#**Demo- Customer Churn Prediction**
#**Scenario**

A telecom company wants to predict whether a customer will churn (leave the service) or stay based on their usage patterns, complaints, contract type, and other factors.

##**Objectives**
Build a classification model to predict customer churn (Binary Classification: Churn = Yes/No).

* Compare different classification algorithms (Logistic Regression, Decision Tree, Random Forest, SVM, Neural Networks, etc.).

* Evaluate model performance using accuracy, precision, recall, F1-score, and AUC-ROC.

* Add a Predicted_Churn column using the best-performing model and visualize actual vs. predicted churn counts with a bar chart.

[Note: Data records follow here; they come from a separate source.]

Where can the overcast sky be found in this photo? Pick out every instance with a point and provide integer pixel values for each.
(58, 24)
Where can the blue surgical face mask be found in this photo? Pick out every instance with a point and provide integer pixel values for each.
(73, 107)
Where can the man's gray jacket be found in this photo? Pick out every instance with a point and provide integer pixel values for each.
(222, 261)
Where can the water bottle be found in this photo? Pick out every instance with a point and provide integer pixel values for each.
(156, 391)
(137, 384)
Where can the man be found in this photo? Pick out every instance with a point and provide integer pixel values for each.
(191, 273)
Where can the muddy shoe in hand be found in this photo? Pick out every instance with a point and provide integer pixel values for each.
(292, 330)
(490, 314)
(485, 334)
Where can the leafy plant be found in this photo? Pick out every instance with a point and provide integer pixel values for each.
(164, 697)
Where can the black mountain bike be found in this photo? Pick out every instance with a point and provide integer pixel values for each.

##Step 1: Importing Necessary Libraries and Data Loading



In [None]:
# Import necessary libraries
import pandas as pd
import numpy as np
from sklearn.model_selection import train_test_split, GridSearchCV, RandomizedSearchCV
from sklearn.ensemble import RandomForestClassifier
from sklearn.linear_model import LogisticRegression
from sklearn.tree import DecisionTreeClassifier
from sklearn.svm import SVC
from sklearn.neighbors import KNeighborsClassifier
from sklearn.metrics import classification_report, accuracy_score, precision_score, recall_score, f1_score, roc_auc_score
from sklearn.preprocessing import StandardScaler, LabelEncoder # Import LabelEncoder here
import matplotlib.pyplot as plt
import seaborn as sns

In [None]:
# Load the dataset
df = pd.read_csv('customer_churn_dataset.csv')

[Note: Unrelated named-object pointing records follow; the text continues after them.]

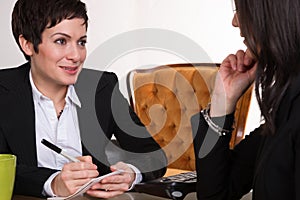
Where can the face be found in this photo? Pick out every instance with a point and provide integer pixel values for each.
(61, 54)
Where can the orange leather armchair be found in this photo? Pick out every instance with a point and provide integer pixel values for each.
(165, 98)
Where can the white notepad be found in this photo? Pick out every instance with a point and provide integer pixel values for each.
(86, 186)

## Step 2: Data Preprocessing
Convert categorical variables to numerical format, as machine learning models work with numbers.


In [None]:
# Convert categorical columns like 'Complaints', 'TechSupport', and 'ContractType' to numeric using LabelEncoder
label_encoder = LabelEncoder()

In [None]:
# Apply label encoding to 'Complaints' and 'TechSupport' (binary columns)
df['Complaints'] = label_encoder.fit_transform(df['Complaints'])
df['TechSupport'] = label_encoder.fit_transform(df['TechSupport'])

In [None]:
# For 'ContractType', we'll use one-hot encoding (since it has more than two categories)
df = pd.get_dummies(df, columns=['ContractType'], drop_first=True)

## Step 3: Feature Scaling & Train-Test Split

To ensure fair learning, we standardize numerical features and split the data into training and testing sets—this helps prevent overfitting.

In [None]:
# Split features and target
X = df.drop(columns=['CustomerID', 'Churn'])
y = df['Churn'].apply(lambda x: 1 if x == 'Yes' else 0)  # Convert 'Yes'/'No' to 1/0

In [None]:
# Train-test split
X_train, X_test, y_train, y_test = train_test_split(X, y, test_size=0.2, random_state=42)

In [None]:
# Standardize features
scaler = StandardScaler()
X_train = scaler.fit_transform(X_train)
X_test = scaler.transform(X_test)

## Step 4: Model Implementation

Time to put machine learning to work! We train five models—Logistic Regression, Decision Tree, Random Forest, SVM, and KNN—to predict customer churn.

In [None]:
def evaluate_model(model, X_train, X_test, y_train, y_test):
    model.fit(X_train, y_train)
    y_pred = model.predict(X_test)

    print(f"Classification Report for {model.__class__.__name__}:\n")
    print(classification_report(y_test, y_pred))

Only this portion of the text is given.